Experimental restoration of miR-200c expression in TNBC cell lines MDA-MB-231, BT549, and SUM159, all of which express miR-200c at relatively low endogenous levels, reversed the EMT gene expression signature, as demonstrated by an increased E-cadherin, decreased ZEB1 and repressed immunosuppressive gene pattern expression [141]. Besides translational repression of ZEB1, miR-200-mediated transcriptional upregulation of E-cadherin was associated with increased acetylation of histone H3 at the E-cadherin promoter [142]. Moreover, the study by Wang et al. demonstrated that an accelerated MET program was orchestrated by an upregulation of miR-200c as a response to tamoxifen exposure that resulted in demethylation of miR-200c promoter [143]. Mechanistically, miR-200 re-expression not only drives epithelial differentiation but also promotes the growth of macrometastasis by directly targeting SEC23A, a regulator of metastasis-suppressive protein secretion, involving Insulin-like growth factor-binding protein 4 (IGFBP4) and Tubulointerstitial nephritis antigen-like 1 (TINAGL1) [144]. Similar results were obtained using isogenic mouse breast cancer models 67NR, 168FARN, 4TO7, and 4T1, that differ in their ability to metastasize when implanted into the mammary fat pad. Only epithelial cell line 4T1, expressing miR-200c and E-cadherin, formed macroscopic metastasis. Mesenchymal cell line 4T07 is capable to disseminate, but forms only micrometastases. Overexpression of miR-200 in 4T07 cell line strikingly augmented MET and facilitated macrometastatic outgrowth [145]. These results collectively point to the possibility that MET induced by the miR-200 family may be crucial for the colonization step, hence necessary for successful completion of the metastatic cascade.
Apart from the miR-200 family, miR-199a-5p overexpression promoted epithelial state, as demonstrated by the reduced cell migration and invasion, as well as increased CDH1 (encoding E-cadherin) and decreased ZEB1 and Twist expression [146]. Additionally, several different miRNAs were identified and described as the regulators of cell plasticity. Increased level of miR-34c-3p resulted in the stimulation of tumor-suppressing features and reversed the EMT through negative modulation MAP3K2 pathway [147]. Similarly, miR-1976 was determined as epithelial “keeper” due to the acceleration of EMT via PIK3CG after its knock-down [148]. miR-205 was, along with miR-200, shown to be significantly reduced in cells undergoing EMT [135]. Finally, miR-155 expression levels inversely correlated with the expression of several EMT markers including SMA, osteonectin, and CD146 in a cohort of TNBC patients. Moreover, miR-155 expression was reported as an independent favorable prognostic factor of distant metastasis-free survival [149].

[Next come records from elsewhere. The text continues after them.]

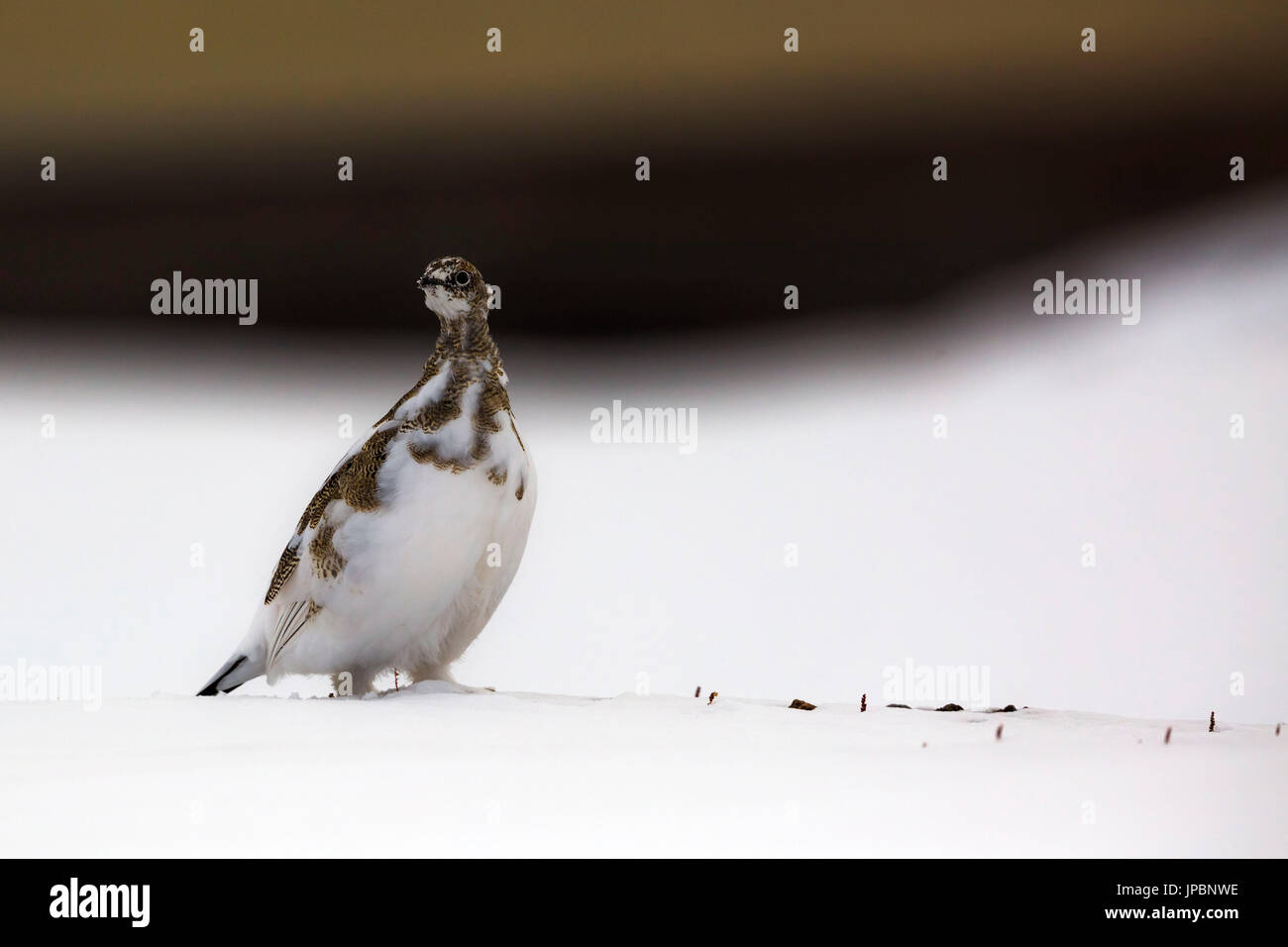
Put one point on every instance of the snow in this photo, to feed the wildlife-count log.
(432, 771)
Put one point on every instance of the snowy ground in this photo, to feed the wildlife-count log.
(433, 774)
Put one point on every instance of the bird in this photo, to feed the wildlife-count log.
(402, 556)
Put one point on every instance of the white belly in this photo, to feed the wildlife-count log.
(424, 571)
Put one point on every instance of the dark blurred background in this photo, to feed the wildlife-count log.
(767, 167)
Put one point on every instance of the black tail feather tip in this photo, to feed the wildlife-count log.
(213, 686)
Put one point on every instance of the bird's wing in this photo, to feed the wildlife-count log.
(352, 483)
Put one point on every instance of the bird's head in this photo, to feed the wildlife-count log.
(454, 287)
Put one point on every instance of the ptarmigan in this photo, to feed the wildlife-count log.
(406, 551)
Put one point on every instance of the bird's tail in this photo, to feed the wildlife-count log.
(236, 672)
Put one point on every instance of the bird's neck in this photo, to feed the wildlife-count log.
(464, 335)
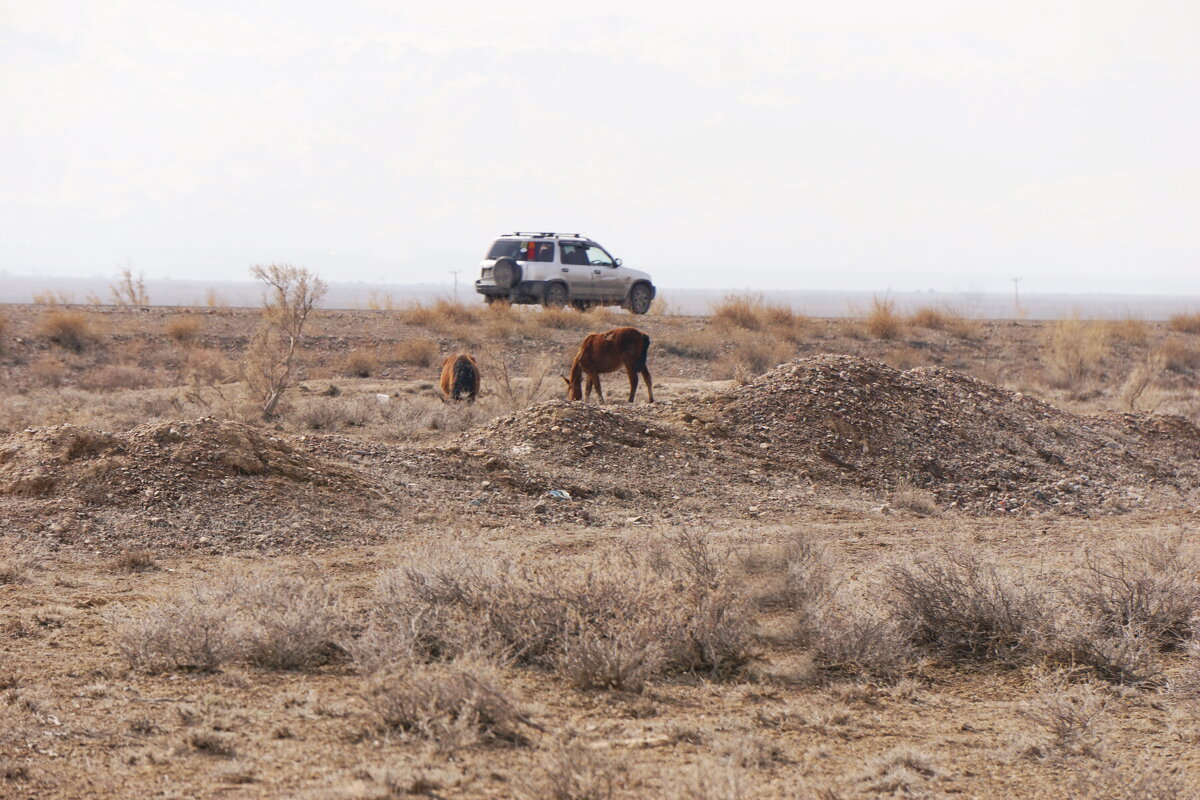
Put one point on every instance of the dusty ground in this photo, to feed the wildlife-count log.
(130, 487)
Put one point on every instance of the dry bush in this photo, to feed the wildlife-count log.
(1071, 715)
(1150, 588)
(136, 560)
(1073, 352)
(954, 603)
(269, 366)
(753, 355)
(1129, 330)
(48, 371)
(562, 319)
(71, 330)
(898, 773)
(1185, 323)
(738, 311)
(360, 364)
(293, 620)
(1179, 355)
(456, 704)
(910, 497)
(130, 292)
(693, 344)
(882, 322)
(184, 329)
(117, 377)
(190, 631)
(418, 350)
(573, 773)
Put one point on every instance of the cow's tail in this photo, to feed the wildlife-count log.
(463, 378)
(643, 355)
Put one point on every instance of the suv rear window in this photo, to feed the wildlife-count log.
(522, 250)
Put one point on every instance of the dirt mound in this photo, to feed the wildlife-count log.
(975, 445)
(204, 482)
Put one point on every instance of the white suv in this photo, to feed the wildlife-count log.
(559, 269)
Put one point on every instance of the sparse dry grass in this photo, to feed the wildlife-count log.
(882, 322)
(418, 350)
(71, 330)
(1185, 323)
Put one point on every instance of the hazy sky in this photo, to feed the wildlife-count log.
(833, 145)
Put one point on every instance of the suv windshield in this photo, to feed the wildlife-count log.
(522, 250)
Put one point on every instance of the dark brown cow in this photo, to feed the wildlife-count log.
(460, 376)
(600, 353)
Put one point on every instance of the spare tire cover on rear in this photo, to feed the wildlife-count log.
(505, 272)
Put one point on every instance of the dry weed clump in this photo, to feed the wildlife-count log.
(361, 364)
(1185, 323)
(1073, 352)
(882, 322)
(71, 330)
(1150, 588)
(454, 705)
(418, 350)
(184, 329)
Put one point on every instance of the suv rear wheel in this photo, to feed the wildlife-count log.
(640, 298)
(555, 295)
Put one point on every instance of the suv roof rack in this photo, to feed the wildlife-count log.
(545, 234)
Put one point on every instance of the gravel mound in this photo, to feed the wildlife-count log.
(973, 445)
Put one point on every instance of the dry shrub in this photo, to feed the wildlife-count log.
(71, 330)
(1185, 323)
(573, 773)
(48, 371)
(1150, 588)
(335, 414)
(603, 623)
(1179, 355)
(191, 631)
(954, 603)
(184, 329)
(1071, 715)
(1129, 330)
(563, 319)
(456, 704)
(882, 322)
(418, 350)
(910, 497)
(691, 344)
(117, 377)
(1073, 352)
(293, 620)
(361, 364)
(753, 355)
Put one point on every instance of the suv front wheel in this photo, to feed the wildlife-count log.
(640, 298)
(555, 295)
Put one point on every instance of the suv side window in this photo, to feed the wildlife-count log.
(575, 254)
(522, 250)
(597, 257)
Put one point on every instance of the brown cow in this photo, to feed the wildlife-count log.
(460, 376)
(600, 353)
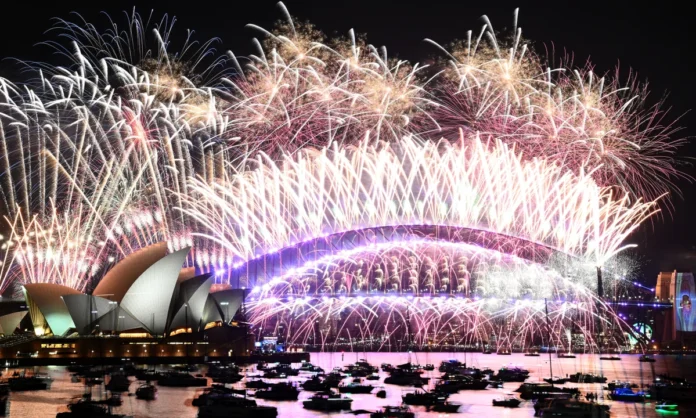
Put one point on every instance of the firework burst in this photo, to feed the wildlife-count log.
(134, 143)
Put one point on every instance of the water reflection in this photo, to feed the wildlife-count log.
(176, 402)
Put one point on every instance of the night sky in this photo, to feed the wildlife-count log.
(655, 40)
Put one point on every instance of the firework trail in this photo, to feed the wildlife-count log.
(134, 143)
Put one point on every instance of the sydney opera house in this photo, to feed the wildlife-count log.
(146, 305)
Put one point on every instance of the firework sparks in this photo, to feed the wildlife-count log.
(315, 137)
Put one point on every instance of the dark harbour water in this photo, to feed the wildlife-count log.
(176, 402)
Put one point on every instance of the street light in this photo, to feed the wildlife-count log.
(227, 310)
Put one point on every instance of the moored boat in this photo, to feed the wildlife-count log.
(327, 401)
(402, 411)
(508, 401)
(147, 392)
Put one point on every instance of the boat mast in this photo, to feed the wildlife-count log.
(548, 327)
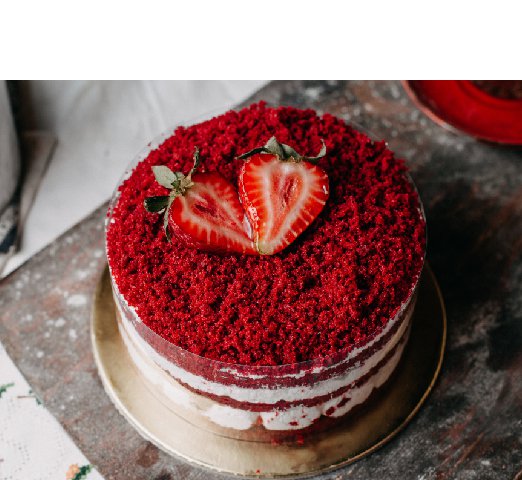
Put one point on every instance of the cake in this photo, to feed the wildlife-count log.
(270, 347)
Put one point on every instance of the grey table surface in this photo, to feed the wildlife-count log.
(471, 425)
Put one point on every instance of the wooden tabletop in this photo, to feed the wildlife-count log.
(470, 427)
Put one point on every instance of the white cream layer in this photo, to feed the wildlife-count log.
(266, 395)
(291, 418)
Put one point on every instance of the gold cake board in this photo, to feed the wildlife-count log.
(369, 429)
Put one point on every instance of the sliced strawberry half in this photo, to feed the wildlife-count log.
(282, 193)
(203, 210)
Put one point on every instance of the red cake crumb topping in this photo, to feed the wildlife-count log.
(334, 287)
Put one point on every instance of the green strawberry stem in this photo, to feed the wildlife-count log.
(177, 182)
(284, 152)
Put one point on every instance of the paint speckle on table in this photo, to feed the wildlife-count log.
(77, 300)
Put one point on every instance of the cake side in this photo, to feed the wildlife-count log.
(265, 412)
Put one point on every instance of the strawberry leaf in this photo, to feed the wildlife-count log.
(164, 175)
(273, 146)
(320, 155)
(156, 204)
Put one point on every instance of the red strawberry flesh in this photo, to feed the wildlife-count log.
(281, 198)
(209, 216)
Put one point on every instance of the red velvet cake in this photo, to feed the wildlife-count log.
(268, 346)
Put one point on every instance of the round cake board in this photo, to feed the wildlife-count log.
(358, 436)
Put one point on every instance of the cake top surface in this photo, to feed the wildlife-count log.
(335, 287)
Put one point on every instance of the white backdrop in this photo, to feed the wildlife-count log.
(100, 127)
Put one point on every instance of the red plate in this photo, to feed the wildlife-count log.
(475, 111)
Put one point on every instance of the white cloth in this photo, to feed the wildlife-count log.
(33, 445)
(100, 127)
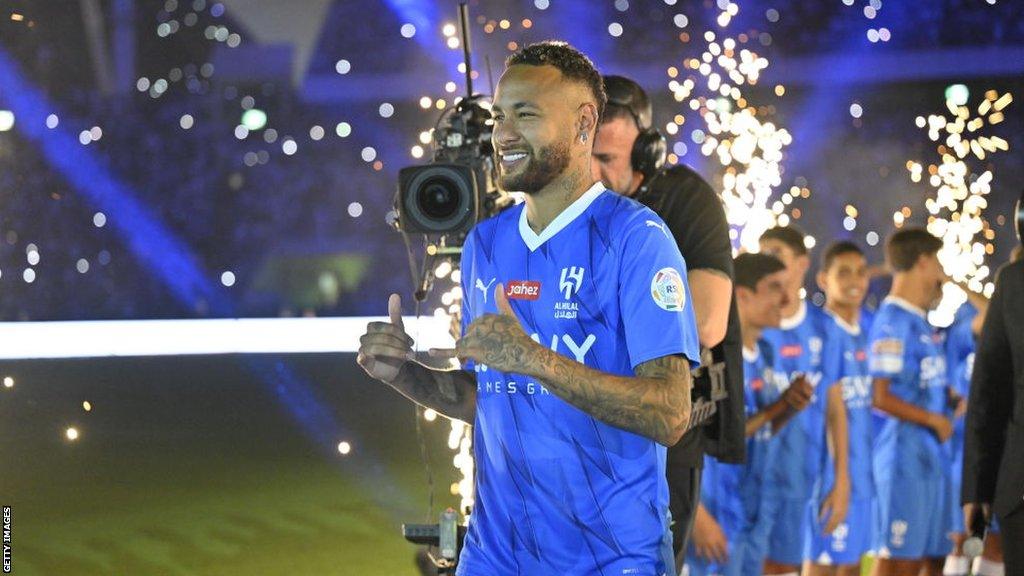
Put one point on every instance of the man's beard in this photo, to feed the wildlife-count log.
(541, 169)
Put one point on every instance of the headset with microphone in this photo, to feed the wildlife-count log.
(650, 148)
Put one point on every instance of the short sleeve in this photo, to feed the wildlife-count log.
(466, 266)
(696, 218)
(654, 298)
(888, 348)
(832, 354)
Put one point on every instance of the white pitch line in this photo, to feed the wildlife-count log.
(20, 340)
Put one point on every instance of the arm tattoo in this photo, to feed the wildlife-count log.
(654, 404)
(452, 393)
(716, 272)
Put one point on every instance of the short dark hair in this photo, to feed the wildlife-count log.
(628, 100)
(905, 247)
(572, 64)
(790, 235)
(752, 268)
(837, 249)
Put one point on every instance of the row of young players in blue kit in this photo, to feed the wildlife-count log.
(854, 423)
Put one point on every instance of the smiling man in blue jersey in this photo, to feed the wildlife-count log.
(729, 539)
(911, 452)
(577, 345)
(795, 472)
(839, 537)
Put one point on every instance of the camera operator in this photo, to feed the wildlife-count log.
(993, 457)
(629, 157)
(568, 435)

3. Plasticity in TNBC Progression

Although EMT is widely accepted as a key transcriptional program required for tumor invasion and dissemination, the colonization and outgrowth of recruited cells in the distant organs is believed to require an opposite process, known as MET [23,150]. The MET has been supported mainly by histopathological analyses that revealed morphological resemblance and EMP markers expression between primary tumors and matched metastatic lesions, particularly in E-cadherin expression pattern, which was similar or very often increased in lymph node metastases, relative to the matched primary tumors [151,152,153]. Despite these correlative clinical findings, rigorous functional studies linking MET with metastatic colonization ability are scarce. Major obstacles in investigating MET are associated with the lack of dynamic in vivo models and the sporadic nature of invasion and colonization, making these observations statistically improbable to identify. An important notion is that EMT and MET are not binary processes, and MET does not simply mirror EMT; hence the loss of epithelial features in the cell does not necessarily result in rigid, irreversible mesenchymal phenotype. Cancer cells may not revert to being epithelial if they have crossed a ”tipping point” in terms of induction of EMT [154], and can often reside in a hybrid or partial EMT phenotype endowed with combined epithelial (e.g., cell-to-cell adhesion) and mesenchymal (e.g., motility) features [29,150]. Individual cells with partial EMT phenotype do not fully complete the EMT program and co-express both epithelial markers (such as EpCAM, keratins or E-cadherin) and mesenchymal markers (e.g., Vimentin) along with a differentially expressed set of EMT TFs. Such hybrid cells are presumed to have the highest tumorigenicity and metastatic potential [28,32,33,131,155] and were also observed in breast carcinomas, especially in CTCs exhibiting a spectrum of EMP states [155,156,157,158].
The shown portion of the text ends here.